Everyone loves Christmas when they’re a kid. When adulthood and its many responsibilities strike, suddenly Christmas becomes less of a thing to look forward to and more of a thing of dread. All the gifts! All the food! Not to mention the tree! On top of rent and council tax and bills the season can be too much for some – January blues arriving accompanied by crippling debt. However, this shouldn’t have to be the case. There is a way to recapture that childhood magic. Here is how:
Don’t be the host
Hosting Christmas is a big cost as you are solely in supply of all the food and wine. If you’ve hit hard times, tell a friend or relative and they may let you share their Christmas with them. Most people are kind and generous and don’t like to see someone else struggling around this time of year. You may have to chip in some money, but it will be a lot less than what you might have had to spend were you to go at it alone – especially the case if you’re providing for kids.
Buy joint gifts
You shouldn’t be guilt-tripped into buying gifts for everyone at Christmas, just because they sent you one last year. Prioritise the people that are most special to you. For the rest, a personalised card might be all you need. Buy joint gifts where possible. You and a sibling might be able to both provide a present to your dad, instead of both buying presents. Focus on thoughtful and funny gifts rather than valuable gifts.

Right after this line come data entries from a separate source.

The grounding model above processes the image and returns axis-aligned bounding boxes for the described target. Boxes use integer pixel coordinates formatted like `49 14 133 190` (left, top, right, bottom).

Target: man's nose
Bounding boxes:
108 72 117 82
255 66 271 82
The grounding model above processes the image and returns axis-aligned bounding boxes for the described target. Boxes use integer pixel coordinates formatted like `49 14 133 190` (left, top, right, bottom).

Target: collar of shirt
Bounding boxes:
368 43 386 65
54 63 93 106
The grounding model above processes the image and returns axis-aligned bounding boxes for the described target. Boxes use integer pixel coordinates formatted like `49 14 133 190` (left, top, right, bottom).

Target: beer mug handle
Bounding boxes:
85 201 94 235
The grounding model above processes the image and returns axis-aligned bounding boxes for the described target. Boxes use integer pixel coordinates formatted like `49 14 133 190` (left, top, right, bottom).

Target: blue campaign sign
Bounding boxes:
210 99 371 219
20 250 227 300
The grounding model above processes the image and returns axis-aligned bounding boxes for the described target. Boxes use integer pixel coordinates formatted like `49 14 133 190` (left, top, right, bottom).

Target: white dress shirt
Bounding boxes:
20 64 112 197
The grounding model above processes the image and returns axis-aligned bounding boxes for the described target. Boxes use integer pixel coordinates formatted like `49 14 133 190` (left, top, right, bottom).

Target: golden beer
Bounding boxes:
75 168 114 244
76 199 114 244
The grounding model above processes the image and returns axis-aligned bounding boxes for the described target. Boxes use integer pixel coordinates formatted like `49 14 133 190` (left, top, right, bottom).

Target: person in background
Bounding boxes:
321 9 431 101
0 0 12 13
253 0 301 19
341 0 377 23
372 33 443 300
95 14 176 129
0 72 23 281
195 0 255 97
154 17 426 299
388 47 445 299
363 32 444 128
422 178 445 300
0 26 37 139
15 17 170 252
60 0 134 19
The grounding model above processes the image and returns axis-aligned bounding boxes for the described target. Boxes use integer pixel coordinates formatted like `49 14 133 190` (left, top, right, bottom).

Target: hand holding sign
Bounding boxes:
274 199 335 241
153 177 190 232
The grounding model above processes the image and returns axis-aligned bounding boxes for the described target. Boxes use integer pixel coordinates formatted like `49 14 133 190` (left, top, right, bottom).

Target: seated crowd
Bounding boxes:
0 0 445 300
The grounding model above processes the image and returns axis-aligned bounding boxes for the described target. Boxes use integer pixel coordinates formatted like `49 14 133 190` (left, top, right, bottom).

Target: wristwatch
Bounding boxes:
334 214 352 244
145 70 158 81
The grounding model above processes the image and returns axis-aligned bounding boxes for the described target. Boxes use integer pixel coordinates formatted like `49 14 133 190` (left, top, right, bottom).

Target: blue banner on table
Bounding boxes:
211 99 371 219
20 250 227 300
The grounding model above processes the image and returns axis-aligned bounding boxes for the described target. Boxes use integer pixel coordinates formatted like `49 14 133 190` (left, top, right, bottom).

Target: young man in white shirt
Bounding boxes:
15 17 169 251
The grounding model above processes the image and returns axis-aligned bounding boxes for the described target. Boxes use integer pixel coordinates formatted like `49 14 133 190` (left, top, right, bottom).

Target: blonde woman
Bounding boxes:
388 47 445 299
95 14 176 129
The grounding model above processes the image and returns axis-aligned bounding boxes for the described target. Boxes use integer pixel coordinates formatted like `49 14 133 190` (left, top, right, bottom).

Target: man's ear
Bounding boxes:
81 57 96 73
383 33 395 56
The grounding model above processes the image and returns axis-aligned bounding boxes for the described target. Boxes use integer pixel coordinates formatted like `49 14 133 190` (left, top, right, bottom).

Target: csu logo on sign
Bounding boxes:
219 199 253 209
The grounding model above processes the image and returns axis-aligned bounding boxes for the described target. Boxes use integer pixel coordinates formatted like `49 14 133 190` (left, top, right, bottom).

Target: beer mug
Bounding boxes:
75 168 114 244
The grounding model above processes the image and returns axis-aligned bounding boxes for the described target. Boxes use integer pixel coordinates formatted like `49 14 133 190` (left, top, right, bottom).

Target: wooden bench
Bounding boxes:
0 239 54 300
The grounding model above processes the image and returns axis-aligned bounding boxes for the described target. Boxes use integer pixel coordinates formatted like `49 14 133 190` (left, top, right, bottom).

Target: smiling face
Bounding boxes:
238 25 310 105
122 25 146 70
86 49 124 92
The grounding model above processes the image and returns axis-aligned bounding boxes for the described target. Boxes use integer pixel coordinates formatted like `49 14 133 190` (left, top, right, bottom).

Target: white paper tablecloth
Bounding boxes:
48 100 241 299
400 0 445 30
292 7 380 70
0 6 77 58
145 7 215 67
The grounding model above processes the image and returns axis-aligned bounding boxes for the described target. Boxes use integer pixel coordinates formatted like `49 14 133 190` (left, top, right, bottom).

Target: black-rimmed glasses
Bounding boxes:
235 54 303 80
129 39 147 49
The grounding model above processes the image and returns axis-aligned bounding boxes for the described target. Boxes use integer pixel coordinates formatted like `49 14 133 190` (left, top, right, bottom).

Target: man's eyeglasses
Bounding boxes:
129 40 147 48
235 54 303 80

Consider things that you spend money on and cut back on them during the Christmas period. Cut down on activities such as going out at the weekends – it’s too cold this time of year anyway. Instead spend the weekend making DIY Christmas decorations with the kids such as snowflake and card decorations. Stop buying the kids treats – they have Christmas round the corner. If you have a car, drive less often so spend less petrol.
Consider a loan
If you’re able to get by the rest of the year and Christmas is the one hurdle that continuously catches you out, you may wish to consider a loan that you can gradually pay back over the next year. Several companies offer personal unsecured loans that can prevent you overspending.
Start preparing early
Although this advice is a little late now, preparing early for Christmas will allow you to spend in intervals, instead of it all hitting you in one month. Some people buy presents in the January sales. I recommend waiting until September, so that you have more of a solid idea as to what people might want. Leave only food and last minute decorations to December.